About This Time Last Week…
It was about this time last week that I was lucky enough to be wandering through the streets in Rome. Despite being a pretty avid traveler, I’m embarrassed to admit that my travel plans somehow never quite managed to include this extraordinary city. But here, finally, was my chance. I was honored to be invited to Rome to present some important marketing and branding developments to the board members of ISAPS — the International Society of Aesthetic Plastic Surgery. To say it was an honor to be invited is a bit of an understatement — the commitment of the ISAPS board is remarkable — eighteen of the world’s finest plastic surgeons taking time out of their busy schedules to devote to raising the standards of aesthetic plastic surgery worldwide. It was both humbling and exhilarating to be part of such an accomplished group. But I digress. Back to my story.
So here I was, finally in Rome, with a couple of hours to spare before the first meeting. So I hit the cobblestone streets and did what any good tourist would — started walking. As someone who is very directionally challenged, whenever I go to a new city, I pretty much throw away the map and follow my intuition — letting the sights of the city reveal themselves to me, getting wonderfully and hopelessly lost on the way (my escape plan usually involves a taxi ride back to the hotel when my time for exploring is up). So there I was, walking the avenues of Rome — passing some heavily armed military personnel along the way, (thanks to the recent attacks in Paris). The bells of St. Peters chimed softly in the distance, and within minutes I’m engulfed by a sea of young Catholic priests who just got out of class and were rushing to catch a cab home.
Down another street, I stumbled on a 150-year-old leather store — the owner a third-generation leather cobbler making custom boots to die for. Everywhere I look, there is spectaculararchitecture — some of it new, some built during the Renaissance era and certainly earlier. As a Vespa comes hurtling down the street, I pin myself against a stone wall that looks like it could have been built in the days of Julius Caesar himself. And before I know it, I’ve stumbled onto the beauty and artistry of the Trevi Fountain, and just around the corner of the breath taking grandeur of Pantheon which, having studied this extensively in high school I can scarcely believe I just “stumbled” on it.
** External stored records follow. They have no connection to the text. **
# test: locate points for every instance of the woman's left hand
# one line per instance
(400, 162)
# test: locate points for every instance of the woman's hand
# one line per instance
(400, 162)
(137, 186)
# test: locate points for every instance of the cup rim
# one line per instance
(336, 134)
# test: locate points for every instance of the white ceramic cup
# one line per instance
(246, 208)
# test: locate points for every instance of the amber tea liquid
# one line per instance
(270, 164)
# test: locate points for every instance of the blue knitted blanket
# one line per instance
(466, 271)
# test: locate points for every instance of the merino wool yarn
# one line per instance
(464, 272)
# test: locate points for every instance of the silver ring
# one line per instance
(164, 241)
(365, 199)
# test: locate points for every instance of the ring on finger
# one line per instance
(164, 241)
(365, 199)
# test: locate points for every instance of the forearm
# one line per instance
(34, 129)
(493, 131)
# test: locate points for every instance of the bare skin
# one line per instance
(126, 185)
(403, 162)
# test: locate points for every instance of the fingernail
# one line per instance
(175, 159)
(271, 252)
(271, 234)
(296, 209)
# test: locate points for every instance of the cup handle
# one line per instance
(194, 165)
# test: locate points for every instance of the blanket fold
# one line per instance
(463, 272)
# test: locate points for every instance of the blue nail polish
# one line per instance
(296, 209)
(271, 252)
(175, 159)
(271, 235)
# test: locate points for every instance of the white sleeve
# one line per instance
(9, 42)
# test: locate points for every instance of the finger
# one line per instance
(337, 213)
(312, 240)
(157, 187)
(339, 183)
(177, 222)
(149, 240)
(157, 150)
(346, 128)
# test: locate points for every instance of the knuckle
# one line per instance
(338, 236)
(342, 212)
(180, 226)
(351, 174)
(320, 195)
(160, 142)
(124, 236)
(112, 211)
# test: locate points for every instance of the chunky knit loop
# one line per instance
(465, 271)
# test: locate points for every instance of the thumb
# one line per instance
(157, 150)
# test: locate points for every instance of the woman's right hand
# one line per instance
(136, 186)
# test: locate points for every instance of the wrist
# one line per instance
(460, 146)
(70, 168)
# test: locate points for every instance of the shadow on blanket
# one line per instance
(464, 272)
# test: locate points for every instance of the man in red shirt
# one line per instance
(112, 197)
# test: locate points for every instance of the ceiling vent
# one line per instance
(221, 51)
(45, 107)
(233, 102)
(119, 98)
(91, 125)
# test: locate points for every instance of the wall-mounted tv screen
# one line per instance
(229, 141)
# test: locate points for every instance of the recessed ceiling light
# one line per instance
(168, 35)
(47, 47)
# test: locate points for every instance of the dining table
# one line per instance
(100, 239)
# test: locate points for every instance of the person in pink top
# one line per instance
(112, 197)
As I walked inside, there was the familiar throng of tourists, jockeying for position to read the descriptions of the crypts — particularly of the artist Raphael. The exquisitely carved marble flooring and walls is enough to take your breath away. As I stood in the middle of the Pantheon, I looked upward at the circular hole in the rotunda of the roof where a column of light streamed through — which, at the exact moment, the skies must have opened sending a shower of rain down onto me. I laughed in surprise — wondering how many of millions of people had been given the exact same surprise since the Pantheon was built nearly two thousand years ago in 118 AD — and I was overwhelmed with gratitude. That something so incredibly simple could have such a profound impact — it was one of those moments in time when everything seems to stop, and the bustle of the crowds engulfing you disappears entirely.
In the bustle and busy-ness of this Thanksgiving holiday I hope that you’re able to grab a few quiet moments and take a mental snapshot of your time with friends and family. It seems hardly believable that Thanksgiving is here already. I have no idea where this year went. We’re all so busy doing things faster and more efficiently, and thinking bigger — that it’s really easy to forget about appreciating the most simple things — the smell of a delicious stuffed turkey roasting in the oven, that heartfelt hug your daughter gave you when she ran to greet you, the ever-faithful tail-wagging of your dog greeting you after a day at the office.
I wish you and your family a truly wonderful Thanksgiving.